ロベルトさんより、「体感系」について、「フィリップ・グラスやマイケル・ナイマンといった作曲家が、最近、劇場で生オーケストラによる音楽をつけてます」とのコメントをいただきました。ありがとうございます。

ご承知の方もあるかと思いますが、1900年前後、黎明期の映画は「サイレント」でした。音声つきになったのは、1920年代に入ってからです。しかし、これを「音なし」とするのは大きな誤解で、音楽の「生演奏」や、講談師による「生語り」をつける場合が多々あったそう。その意味においては、ロベルトさんのおっしゃる「生オーケストラ」は映画の原点に戻っているとも言えそうですね。

さて、ブログ立ち上げをご報告したところ、尊敬する先達から次のような激励を賜りました。「映画製作に関して私のささやかなお願いがあります。現代の若者達が失いつつあるものが、『感動するこころ』です。しかも、持続する感動を映画を通じて若者層に発信して頂ければ幸甚です」。
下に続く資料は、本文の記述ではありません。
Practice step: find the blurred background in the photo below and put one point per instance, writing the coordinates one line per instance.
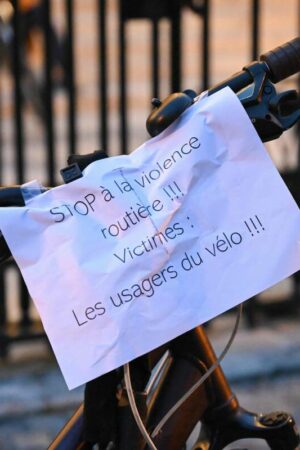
(79, 75)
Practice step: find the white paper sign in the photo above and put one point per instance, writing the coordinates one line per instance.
(145, 247)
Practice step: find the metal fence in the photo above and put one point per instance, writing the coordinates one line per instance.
(42, 117)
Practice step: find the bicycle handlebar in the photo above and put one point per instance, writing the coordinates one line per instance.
(283, 61)
(278, 64)
(275, 65)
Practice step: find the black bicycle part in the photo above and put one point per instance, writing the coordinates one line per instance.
(270, 113)
(283, 61)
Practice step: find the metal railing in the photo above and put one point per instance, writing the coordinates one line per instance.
(128, 11)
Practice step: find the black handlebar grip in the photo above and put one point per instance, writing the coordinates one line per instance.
(283, 61)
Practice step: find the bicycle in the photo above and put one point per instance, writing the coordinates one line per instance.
(179, 364)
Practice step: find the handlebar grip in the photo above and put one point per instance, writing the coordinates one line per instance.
(283, 61)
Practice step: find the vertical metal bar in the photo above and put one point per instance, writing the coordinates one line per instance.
(175, 47)
(298, 126)
(155, 58)
(17, 74)
(255, 29)
(70, 77)
(49, 129)
(103, 135)
(205, 46)
(122, 80)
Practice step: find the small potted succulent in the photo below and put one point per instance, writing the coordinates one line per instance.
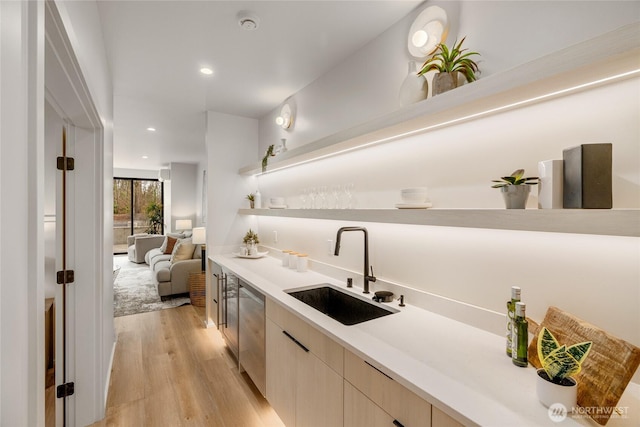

そしてこのメールは、次の言葉で締めくくられています。
「ヒトの進化の原点は、感動であると思います」

脚本決定まであと56日となった本日、深く胸に刻みました。

黒川裕一

at 12:25│Comments(2)体感系 

この記事へのコメント

1. Posted by ありえる   2005年04月05日 15:36
黒川さん
メールありがとう。
意欲的に活動されているようで何よりです。
感動するこころを失っているのは、若者よりも
年配の方たちのような気もします。
世代を超えて交流することで、感動を連鎖させ
られると良いなって思います!
そんな媒介になるような、映画だと嬉しいです。
体感良いですね。ただ、私の思いでは、内臓で
感じたいですね。つまり、ワクワクとかドキドキ
とか・・・。頭でつくり出した欲望ではなくて、
純粋な欲求から発せられるような何かを期待
しています!
2. Posted by ようこ   2005年04月06日 00:27
黒川さんが掲げる3つのキーワードの中でも、私はこの「体感系」に強く惹かれます。
映画とは、仕事とは、人間関係とは、(つまり何事に対しても)、体で感じたものは、体が覚えるものだと、この2、3年で痛感していることです。頭で考えて、頭で覚えたことが、何とも後に残らないか!
涙を流して、声を出して笑って、肩をたたきあって人とわかちあうことが、今とっても大切なことだと思います。本当に単純なことなんですけどね。